During cross-examination Thursday, Department of Homeland Security Special Agent Jared Deryeghiayan said he pursued Karpeles as the suspected owner and operator of Silk Road in 2012 and 2013.
Deryeghiayan’s pursuit of Karpeles even led to conflict within the agency’s Homeland Security Investigations team (HSI), of which the agent was a part, he indicated Thursday. While Deryeghiayan monitored Karpeles from Chicago, an HSI team in Baltimore seized roughly $3 million from Karpeles’s Mt. Gox subsidiary in May 2013. Karpeles was accused of running an unlicensed and illegal money-transfer business.
Karpeles acknowledged to The Daily Beast that HSI agents met with his lawyers in 2013. Karpeles said he shared information with the U.S. government but said he could not comment on what information was shared.
Deryeghiayan reportedly believed the Baltimore division had dropped the ball on proving Karpeles was the owner of Silk Road and wrote an angry email to fellow DHS staffers protesting the Baltimore agents’ activities.
In an interview, Karpeles said he also spoke to the authorities when he discovered 50 fake passports being used to set up Mt. Gox accounts, and he acknowledged owning a hosting service used by part of the Silk Road network. “Part of the Silk Road network, silkroadmarket.org, was using a hosting service that I still own for one of my clients. I cannot disclose their name for obvious reasons,” he said.
“This is probably going to be disappointing for you, but I am not Dread Pirate Roberts,” Karpeles said in a separate statement. “The investigation reached that conclusion already—this is why I am not the one sitting during the Silk Road trial, and I can only feel defense attorney Joshua Dratel trying everything he can to point the attention away from his client.
“I have nothing to do with Silk Road and do not condone what has been happening there. I believe Bitcoin [and its underlying technology] is not meant to help people evade the law, but to improve everyone’s way of life by offering never-thought-before possibilities.”

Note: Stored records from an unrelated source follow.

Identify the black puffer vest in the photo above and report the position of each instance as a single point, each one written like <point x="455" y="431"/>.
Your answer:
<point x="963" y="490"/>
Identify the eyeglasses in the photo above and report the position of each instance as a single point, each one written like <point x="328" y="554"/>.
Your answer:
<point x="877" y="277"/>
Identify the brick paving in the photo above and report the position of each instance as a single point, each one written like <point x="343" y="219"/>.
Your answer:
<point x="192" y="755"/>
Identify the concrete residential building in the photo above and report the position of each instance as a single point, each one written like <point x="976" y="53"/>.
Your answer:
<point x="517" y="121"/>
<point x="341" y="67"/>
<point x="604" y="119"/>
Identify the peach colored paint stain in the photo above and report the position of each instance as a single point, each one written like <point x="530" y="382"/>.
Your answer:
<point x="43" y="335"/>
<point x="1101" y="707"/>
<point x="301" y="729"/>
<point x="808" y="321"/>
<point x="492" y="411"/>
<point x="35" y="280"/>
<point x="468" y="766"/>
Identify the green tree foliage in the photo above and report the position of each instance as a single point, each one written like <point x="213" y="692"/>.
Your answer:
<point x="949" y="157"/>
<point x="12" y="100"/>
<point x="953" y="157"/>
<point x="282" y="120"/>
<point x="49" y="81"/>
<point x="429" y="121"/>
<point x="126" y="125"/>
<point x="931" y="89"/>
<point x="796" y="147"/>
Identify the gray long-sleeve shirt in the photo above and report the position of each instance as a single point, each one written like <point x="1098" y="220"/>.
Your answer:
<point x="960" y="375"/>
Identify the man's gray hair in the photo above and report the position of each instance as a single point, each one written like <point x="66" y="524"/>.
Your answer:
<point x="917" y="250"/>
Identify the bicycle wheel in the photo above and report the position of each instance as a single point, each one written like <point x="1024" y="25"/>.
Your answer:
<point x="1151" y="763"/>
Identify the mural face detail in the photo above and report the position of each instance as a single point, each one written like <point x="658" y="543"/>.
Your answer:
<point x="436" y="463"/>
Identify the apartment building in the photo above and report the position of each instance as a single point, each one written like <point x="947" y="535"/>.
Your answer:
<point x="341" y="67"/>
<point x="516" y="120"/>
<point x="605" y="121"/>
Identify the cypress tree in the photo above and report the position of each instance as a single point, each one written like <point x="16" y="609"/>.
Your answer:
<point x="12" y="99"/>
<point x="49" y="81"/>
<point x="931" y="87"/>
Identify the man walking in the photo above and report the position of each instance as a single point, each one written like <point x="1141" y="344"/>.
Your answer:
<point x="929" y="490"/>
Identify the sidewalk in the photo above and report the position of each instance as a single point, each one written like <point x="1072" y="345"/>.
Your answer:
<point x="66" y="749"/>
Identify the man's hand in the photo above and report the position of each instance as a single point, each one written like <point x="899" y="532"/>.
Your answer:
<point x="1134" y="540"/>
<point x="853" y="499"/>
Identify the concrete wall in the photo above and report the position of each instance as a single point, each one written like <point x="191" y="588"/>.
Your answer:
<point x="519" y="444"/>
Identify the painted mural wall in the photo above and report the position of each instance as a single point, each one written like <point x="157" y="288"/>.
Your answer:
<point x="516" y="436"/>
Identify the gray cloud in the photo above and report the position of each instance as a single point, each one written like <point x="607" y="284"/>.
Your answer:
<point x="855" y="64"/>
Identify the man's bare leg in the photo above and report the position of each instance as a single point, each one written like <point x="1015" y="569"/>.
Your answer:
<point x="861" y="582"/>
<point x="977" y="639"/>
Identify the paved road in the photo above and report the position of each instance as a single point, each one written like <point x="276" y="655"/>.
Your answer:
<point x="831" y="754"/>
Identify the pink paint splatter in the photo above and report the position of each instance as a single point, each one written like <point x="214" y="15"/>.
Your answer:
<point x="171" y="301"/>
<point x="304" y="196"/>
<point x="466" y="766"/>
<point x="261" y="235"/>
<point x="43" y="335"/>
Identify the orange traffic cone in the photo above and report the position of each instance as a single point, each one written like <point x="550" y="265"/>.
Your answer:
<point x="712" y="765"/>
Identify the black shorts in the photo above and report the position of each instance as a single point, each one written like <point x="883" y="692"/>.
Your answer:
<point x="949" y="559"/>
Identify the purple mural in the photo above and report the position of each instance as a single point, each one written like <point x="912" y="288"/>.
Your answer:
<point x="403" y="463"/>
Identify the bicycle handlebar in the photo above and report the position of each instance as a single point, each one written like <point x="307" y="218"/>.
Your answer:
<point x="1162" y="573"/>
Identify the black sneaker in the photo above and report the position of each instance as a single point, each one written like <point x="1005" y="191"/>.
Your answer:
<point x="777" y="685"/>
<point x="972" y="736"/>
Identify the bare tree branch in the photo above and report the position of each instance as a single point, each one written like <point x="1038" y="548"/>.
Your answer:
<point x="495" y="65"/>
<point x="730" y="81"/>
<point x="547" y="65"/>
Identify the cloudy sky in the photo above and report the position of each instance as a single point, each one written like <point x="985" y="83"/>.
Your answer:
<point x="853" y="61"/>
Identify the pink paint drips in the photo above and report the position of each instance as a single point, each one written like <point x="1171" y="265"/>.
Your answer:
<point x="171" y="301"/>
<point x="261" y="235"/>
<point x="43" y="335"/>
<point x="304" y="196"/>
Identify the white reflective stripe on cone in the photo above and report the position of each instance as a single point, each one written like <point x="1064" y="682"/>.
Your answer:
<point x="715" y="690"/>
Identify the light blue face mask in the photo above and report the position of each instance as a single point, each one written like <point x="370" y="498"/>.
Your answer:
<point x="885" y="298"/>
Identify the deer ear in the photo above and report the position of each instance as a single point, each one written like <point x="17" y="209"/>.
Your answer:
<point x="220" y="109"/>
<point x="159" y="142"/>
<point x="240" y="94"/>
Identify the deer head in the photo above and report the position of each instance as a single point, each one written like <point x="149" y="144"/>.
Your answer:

Karpeles expressed concern that revealing too much about his knowledge of the Silk Road investigation could place former employees and others in danger.
Sources close to the Department of Homeland Security told The Daily Beast that Karpeles has been eliminated as a suspect in the running of Silk Road and that he has been relatively cooperative with the government. The sources added that they believe some of his clients were involved in running the website.
Karpeles, who is now CEO of Tibanne Co., added with some mirth following repeated attempts to ask him if he was the Silk Road founder: “I’m not a pirate nor a fraudster. Nor, for the record, am I the creator of Bitcoin, the elusive Satoshi Nakamoto.”